El síndrome visual que afecta a la mayoría de los astronautas

Los vuelos prolongados en microgravedad están provocando un trastorno que apenas se empieza a entender: el síndrome neuro-ocular asociado a vuelos espaciales (SANS). Esta condición, registrada en más del 70 % de los astronautas que pasaron meses en la Estación Espacial Internacional, implica cambios estructurales en el ojo, como inflamación del nervio óptico, reducción del tamaño ocular y pérdida de agudeza visual.
El estudio, liderado por Santiago Costantino, comparó datos oftalmológicos antes y después de la misión en trece astronautas.

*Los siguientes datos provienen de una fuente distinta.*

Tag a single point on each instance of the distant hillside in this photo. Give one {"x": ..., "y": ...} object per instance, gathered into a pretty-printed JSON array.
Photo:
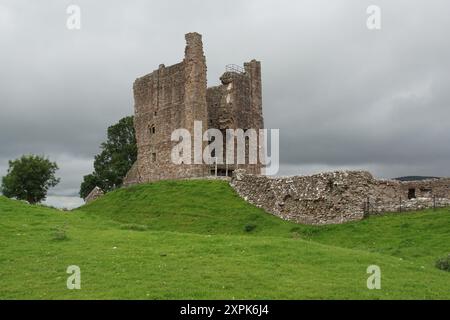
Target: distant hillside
[
  {"x": 198, "y": 239},
  {"x": 415, "y": 178}
]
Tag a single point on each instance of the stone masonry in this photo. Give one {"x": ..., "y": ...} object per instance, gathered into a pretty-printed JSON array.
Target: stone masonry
[
  {"x": 174, "y": 97},
  {"x": 337, "y": 197}
]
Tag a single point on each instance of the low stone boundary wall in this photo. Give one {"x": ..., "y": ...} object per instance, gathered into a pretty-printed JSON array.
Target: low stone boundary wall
[{"x": 332, "y": 197}]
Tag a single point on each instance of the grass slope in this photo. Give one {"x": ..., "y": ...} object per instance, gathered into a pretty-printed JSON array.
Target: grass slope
[{"x": 187, "y": 239}]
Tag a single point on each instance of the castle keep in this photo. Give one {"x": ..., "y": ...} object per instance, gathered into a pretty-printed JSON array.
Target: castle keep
[
  {"x": 177, "y": 97},
  {"x": 174, "y": 97}
]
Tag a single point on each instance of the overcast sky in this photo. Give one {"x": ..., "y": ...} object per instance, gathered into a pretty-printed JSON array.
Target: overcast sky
[{"x": 343, "y": 96}]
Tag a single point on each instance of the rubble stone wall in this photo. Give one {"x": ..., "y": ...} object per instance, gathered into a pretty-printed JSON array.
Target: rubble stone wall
[{"x": 333, "y": 197}]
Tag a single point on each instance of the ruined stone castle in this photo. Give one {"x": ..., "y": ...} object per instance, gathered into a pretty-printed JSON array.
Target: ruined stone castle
[{"x": 174, "y": 97}]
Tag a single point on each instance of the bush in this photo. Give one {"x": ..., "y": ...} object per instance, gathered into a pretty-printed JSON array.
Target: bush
[
  {"x": 134, "y": 227},
  {"x": 443, "y": 263},
  {"x": 249, "y": 227}
]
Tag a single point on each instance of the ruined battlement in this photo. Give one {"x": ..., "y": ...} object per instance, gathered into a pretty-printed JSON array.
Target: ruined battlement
[{"x": 175, "y": 97}]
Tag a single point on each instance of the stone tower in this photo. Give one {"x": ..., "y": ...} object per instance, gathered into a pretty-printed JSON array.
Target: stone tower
[{"x": 174, "y": 97}]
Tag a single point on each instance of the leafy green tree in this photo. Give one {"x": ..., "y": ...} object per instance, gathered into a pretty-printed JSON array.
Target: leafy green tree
[
  {"x": 118, "y": 154},
  {"x": 29, "y": 178}
]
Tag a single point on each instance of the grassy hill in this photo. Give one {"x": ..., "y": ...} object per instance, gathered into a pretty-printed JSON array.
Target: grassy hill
[{"x": 198, "y": 240}]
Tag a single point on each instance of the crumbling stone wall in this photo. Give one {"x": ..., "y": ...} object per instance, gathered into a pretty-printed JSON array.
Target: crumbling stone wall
[
  {"x": 175, "y": 97},
  {"x": 333, "y": 197}
]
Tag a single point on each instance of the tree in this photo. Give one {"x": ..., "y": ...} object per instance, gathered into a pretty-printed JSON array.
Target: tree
[
  {"x": 29, "y": 178},
  {"x": 118, "y": 154}
]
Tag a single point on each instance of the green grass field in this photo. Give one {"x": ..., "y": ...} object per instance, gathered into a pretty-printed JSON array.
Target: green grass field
[{"x": 198, "y": 240}]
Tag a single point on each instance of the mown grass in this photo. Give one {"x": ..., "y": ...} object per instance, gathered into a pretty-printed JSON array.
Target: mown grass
[{"x": 190, "y": 240}]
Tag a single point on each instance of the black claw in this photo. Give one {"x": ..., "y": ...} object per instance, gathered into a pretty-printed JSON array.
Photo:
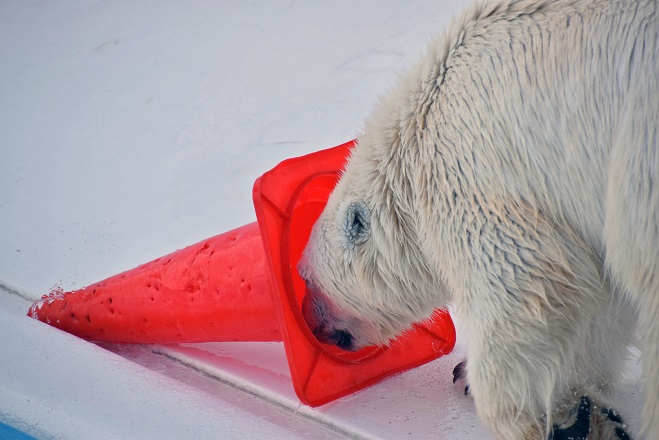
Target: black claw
[
  {"x": 459, "y": 371},
  {"x": 621, "y": 434},
  {"x": 579, "y": 429},
  {"x": 612, "y": 415}
]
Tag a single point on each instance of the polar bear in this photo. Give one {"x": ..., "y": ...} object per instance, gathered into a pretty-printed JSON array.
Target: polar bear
[{"x": 514, "y": 173}]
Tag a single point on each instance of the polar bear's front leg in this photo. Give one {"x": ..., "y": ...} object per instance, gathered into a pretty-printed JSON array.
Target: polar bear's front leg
[{"x": 529, "y": 295}]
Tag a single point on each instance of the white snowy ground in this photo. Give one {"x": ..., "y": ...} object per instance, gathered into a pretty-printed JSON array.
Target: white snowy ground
[{"x": 131, "y": 129}]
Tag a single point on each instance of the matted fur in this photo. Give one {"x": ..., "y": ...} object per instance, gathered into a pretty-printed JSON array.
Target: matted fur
[{"x": 512, "y": 171}]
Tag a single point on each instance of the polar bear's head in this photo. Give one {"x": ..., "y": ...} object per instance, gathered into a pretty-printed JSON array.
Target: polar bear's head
[{"x": 367, "y": 279}]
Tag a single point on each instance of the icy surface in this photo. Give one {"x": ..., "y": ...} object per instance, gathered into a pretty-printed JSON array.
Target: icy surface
[{"x": 131, "y": 129}]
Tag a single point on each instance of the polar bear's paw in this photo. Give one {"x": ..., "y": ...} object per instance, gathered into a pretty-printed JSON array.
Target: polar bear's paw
[{"x": 588, "y": 422}]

Se observaron caídas notables en la rigidez ocular, la presión intraocular y la amplitud del pulso ocular. Aunque en la mayoría de los casos la visión volvió a la normalidad tras regresar a la Tierra, el tiempo prolongado de un viaje a Marte —dos a tres años— podría hacer que estos efectos se vuelvan permanentes o incapacitantes.
Prevención, adaptación y un nuevo enfoque médico para llegar a Marte

La NASA no ignora el problema. Ha comenzado a desarrollar soluciones como lentes de contacto especiales, cámaras de presión para proteger los ojos, ejercicios diseñados para mantener la circulación y tratamientos farmacológicos preventivos. También se estudia el uso de biomarcadores que puedan predecir qué astronautas tienen mayor riesgo de desarrollar SANS, permitiendo intervenciones personalizadas antes del despegue.
Elon Musk podrá diseñar las naves más potentes y los hábitats más avanzados, pero sin resolver este desafío fisiológico, la colonización de Marte sigue siendo un riesgo no calculado. La visión —literalmente— se ha convertido en el sentido clave para garantizar el éxito de las misiones interplanetarias. Porque llegar a otro planeta es inútil si no se puede mirar con claridad el camino.